I make a point to keep my first set of sketches very loose. I’m mostly looking at workflow, function, and architectural changes. Maybe we add some windows over here, or take out a wall and expand over there. Maybe we can add this island if we run cabinets along that wall. Let’s make sure the dishwasher will be located near dish storage. Let’s keep that refrigerator convenient to the cook but also accessible to the rest of the house. And let’s tuck a pantry in next to those wall ovens. Keeping my sketches loose and easy to change facilitates a free flow of ideas, for both me and my client, and that’s where the best solutions come from. I make sure I am listening carefully and willing to pivot as needed.
From there, my plans get tightened up.
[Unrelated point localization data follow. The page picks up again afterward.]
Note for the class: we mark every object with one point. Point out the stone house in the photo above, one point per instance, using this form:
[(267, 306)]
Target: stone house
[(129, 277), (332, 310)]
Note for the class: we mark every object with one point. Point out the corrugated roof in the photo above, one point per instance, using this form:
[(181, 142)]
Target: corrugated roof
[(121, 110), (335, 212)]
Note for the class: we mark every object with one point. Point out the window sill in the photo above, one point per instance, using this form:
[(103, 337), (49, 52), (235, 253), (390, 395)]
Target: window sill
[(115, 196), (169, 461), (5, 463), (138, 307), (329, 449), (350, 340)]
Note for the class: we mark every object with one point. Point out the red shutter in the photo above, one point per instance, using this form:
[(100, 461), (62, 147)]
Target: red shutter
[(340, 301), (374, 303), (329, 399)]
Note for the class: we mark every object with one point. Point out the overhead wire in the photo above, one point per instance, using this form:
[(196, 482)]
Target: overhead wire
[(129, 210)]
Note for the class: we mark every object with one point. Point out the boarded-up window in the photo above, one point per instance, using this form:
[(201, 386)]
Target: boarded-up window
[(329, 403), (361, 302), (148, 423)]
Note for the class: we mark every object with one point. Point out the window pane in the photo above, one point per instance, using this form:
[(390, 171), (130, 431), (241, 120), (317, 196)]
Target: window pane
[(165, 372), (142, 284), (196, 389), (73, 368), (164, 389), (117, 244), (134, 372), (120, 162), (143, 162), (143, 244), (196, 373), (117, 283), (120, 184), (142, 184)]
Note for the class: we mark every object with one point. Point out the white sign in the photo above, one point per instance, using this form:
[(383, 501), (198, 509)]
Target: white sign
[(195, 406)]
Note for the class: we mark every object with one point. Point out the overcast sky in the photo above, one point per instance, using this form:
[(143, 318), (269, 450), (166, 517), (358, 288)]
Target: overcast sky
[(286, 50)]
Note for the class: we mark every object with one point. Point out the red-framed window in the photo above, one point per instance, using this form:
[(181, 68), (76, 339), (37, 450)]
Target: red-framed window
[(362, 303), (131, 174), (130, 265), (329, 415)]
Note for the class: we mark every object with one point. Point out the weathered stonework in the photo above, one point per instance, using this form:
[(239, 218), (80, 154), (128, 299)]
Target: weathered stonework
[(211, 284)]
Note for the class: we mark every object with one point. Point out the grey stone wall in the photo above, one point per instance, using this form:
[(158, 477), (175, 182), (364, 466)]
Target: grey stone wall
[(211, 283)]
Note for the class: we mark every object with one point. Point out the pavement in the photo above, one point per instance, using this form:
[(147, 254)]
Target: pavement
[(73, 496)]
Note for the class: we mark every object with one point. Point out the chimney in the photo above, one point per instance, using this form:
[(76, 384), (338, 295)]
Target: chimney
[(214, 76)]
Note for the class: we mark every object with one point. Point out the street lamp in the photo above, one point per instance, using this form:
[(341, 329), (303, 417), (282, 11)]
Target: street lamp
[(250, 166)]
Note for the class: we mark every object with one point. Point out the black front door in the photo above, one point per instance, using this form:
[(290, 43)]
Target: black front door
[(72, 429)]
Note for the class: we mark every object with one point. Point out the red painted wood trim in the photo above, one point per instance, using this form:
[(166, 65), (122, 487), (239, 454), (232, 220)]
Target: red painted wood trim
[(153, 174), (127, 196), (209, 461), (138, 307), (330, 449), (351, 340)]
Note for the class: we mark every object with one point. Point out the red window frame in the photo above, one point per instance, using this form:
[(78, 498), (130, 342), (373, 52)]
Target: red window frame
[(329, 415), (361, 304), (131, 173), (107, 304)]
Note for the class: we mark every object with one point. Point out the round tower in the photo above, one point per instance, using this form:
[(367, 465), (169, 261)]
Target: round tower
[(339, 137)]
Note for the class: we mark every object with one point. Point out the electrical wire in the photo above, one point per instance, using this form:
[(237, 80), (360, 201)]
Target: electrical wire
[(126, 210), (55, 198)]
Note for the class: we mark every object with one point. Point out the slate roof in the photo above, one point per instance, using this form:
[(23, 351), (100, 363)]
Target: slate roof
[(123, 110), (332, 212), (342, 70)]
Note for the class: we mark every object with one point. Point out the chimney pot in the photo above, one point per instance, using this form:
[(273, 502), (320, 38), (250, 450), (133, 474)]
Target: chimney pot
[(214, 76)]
I incorporate standard cabinet sizes, and nail down issues like adequate traffic patterns, window sizes, and door swings. And that coffee bar that can be closed off with a garage-like door? Well, this is when I figure out exactly what that might look like.
And finally, we circle in further to discuss materials and finishes. It’s at this stage that we nail down cabinets’ styles, granite, tile, lighting, hardware, and flooring. Plus, paint colors, window treatments and artwork. But remember the goal. It was calm, organized, stylish and friendly. Making all those decisions will FEEL complicated, because they can be, but at the end they shouldn’t LOOK complicated. It should all feel so cohesive that people come in and just say it looks great, and then want to BE in the space. Because there really is no larger compliment than that. (And poof, that splattery spill is all cleaned up!)
So, if you are doing this on your own, be your own client. Complete the steps, do your research, work with quality vendors and builders, and probably use some design restraint. (Which doesn't mean you must go all-white.) Keep careful records along the way to document the details. (Hello Pinterest.) So, you'll be able to check that the finish of your faucet will go nicely with the finish on your cabinet hardware.
So, for me? Which do I like more, kitchens or bathrooms? My answer is the classic: I like them both in different ways. (Gosh that was frustrating to hear as a child.) And now I hear myself say it more and more about all kinds of things. Like sunrises or sunsets, favorite colors, cats or dogs, spring or fall, sour dough or whole wheat. Honestly, sometimes life is just an embarrassment of riches because they are all pretty great in their own way. So, I stand by my answer. I like them both. Even if I still think my mother liked me best.